Accelerometer Basics

If you use a smartphone, you benefit from accelerometers each time you pick up the device. These sensors monitor a variety of parameters, ranging from acceleration and rotation to orientation. But no one type of sensor can measure all of these factors. As a result, each smartphone contains a number of motion sensors. Combined, they enable the phone to determine location and context, elements essential to the services provided by apps.

The complexity of these sensors increases from one day to the next, as new technologies, materials and production processes are tapped to expand their functionality. Even so, the fundamentals don’t change—so it’s important to go back to the basics every now and then and review the principles that define these sensors.

Measuring Acceleration

One of the most commonly used motion sensors is the accelerometer. This electromechanical device measures non-gravitational acceleration forces in a given axis, quantifying changes in velocity. The forces can be static, like the constant force of gravity pulling on an object, or they can be dynamic, which is caused by movement or vibration. Design engineers often combine several of these devices to create multi-axis accelerometers.

Accelerometers typically provide measurements in terms of g force, which represents acceleration in increments of Earth’s standard acceleration. For example, a stationary object experiences 1g of acceleration. The g forces involved in a car crash can measure as high as 100g.

Accelerometers for Different Applications

Accelerometers come in a number of forms. The most commonly deployed sensors use the piezoelectric effect. These devices contain microscopic crystals that become stressed when the accelerometer begins to move. The change in state generates a voltage. Piezoelectric accelerometers support a wide measurement frequency range and come in a variety of sensitivities, weights and sizes. This type of accelerometer is well suited for shock and vibration measurements.

Next, you have the piezoresistive accelerometer. This type of sensor generally has low sensitivity, making it suited for shock measurements, but it is less appropriate for vibration measurements. Piezoresistive accelerometers support a wide bandwidth and their frequency response can be as low as 0Hz, which means that they can measure long-duration transients.

Among the newest types of accelerometers, variable capacitance sensors, consist of two microstructures positioned next to each other. In a stationary state, a defined capacitance exists between the two structures. If an accelerative force moves one of the structures, the capacitance changes.
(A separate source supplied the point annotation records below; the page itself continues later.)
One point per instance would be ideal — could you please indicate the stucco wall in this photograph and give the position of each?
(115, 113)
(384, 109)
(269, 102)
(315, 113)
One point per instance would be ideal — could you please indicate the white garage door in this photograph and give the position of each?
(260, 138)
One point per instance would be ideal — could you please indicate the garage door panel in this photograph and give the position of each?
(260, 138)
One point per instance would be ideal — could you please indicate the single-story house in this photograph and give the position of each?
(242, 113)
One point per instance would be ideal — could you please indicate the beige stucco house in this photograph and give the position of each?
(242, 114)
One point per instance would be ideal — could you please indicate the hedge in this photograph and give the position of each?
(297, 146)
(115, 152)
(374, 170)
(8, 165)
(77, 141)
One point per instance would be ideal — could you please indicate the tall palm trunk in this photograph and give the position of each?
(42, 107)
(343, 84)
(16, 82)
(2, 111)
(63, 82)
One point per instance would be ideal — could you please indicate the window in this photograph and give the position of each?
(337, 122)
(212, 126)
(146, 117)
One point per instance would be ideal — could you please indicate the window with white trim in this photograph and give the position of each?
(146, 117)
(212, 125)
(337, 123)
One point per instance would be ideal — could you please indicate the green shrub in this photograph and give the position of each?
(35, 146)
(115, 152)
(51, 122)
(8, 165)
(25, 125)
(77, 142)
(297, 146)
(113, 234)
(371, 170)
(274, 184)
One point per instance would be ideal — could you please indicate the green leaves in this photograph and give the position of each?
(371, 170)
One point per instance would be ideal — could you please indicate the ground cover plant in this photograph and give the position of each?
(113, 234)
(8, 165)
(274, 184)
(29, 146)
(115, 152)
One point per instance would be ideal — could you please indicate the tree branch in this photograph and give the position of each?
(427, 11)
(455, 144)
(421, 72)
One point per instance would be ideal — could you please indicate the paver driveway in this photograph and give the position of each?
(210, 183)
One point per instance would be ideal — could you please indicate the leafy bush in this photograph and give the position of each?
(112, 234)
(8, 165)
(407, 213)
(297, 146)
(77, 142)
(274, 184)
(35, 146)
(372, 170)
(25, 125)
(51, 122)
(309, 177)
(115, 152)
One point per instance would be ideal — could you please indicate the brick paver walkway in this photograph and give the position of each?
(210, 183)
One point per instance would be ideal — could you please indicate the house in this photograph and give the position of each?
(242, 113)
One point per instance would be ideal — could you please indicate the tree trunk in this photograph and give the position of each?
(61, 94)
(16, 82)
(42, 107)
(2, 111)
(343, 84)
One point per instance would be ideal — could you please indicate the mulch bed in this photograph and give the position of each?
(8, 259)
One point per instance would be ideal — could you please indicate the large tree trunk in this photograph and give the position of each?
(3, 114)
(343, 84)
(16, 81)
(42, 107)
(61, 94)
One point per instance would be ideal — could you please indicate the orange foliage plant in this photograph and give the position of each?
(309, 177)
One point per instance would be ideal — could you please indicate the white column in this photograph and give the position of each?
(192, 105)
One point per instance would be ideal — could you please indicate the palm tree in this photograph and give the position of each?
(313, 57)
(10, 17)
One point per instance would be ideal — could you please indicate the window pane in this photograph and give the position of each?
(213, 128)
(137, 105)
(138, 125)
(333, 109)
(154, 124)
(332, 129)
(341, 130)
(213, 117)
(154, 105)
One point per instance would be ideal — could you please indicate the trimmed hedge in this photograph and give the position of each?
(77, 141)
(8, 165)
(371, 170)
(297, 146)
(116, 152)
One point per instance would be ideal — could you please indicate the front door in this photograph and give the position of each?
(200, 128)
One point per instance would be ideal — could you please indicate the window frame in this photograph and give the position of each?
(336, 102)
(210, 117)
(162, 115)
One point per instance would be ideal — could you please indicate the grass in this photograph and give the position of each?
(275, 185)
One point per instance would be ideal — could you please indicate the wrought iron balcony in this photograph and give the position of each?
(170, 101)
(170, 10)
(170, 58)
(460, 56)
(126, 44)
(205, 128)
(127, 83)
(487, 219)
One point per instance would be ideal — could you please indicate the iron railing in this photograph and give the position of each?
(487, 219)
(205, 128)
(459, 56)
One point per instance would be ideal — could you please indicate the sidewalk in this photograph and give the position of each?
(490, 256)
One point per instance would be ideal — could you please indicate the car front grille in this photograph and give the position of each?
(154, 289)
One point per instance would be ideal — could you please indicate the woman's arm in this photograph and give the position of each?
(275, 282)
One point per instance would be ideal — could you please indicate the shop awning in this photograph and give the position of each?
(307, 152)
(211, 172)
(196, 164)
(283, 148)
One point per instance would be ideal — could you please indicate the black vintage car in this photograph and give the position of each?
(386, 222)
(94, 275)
The device converts the change to a voltage. This design offers a frequency response as low as 0 and has high sensitivities, narrow bandwidth, and exceptional temperature stability. Automakers often use variable capacitance accelerometers in crash tests.

Features to Consider

When selecting an accelerometer for an application, you have to consider several factors. The trick here is to match the sensor’s operating parameters with the application’s requirements. One of your decisions will be whether you need analog or digital outputs. To a large extent, the hardware that you are interfacing the accelerometer with will provide the answer to this question. For example, if your application involves a microcontroller with digital inputs, you will need to use a digital output accelerometer.

Analog accelerometers output a continuous voltage proportional to acceleration. Digital accelerometers use pulse width modulation (PWM) for output. With PWM, you get a square wave signal. The amount of time the voltage falls within the high range is proportional to the acceleration.

Next, decide whether you require single or multiple axes. Usually, two will meet your needs, but if your application involves 3D positioning, you’ll need a 3-axis accelerometer.

Finally, be sure the accelerometer’s bandwidth meets the needs of the application. In this case, bandwidth represents the number of times per second you can take a reliable acceleration reading. For slow moving applications, a bandwidth of 60 to 75Hz will be adequate. If you intend to measure faster motion, look for a bandwidth of several hundred Hz.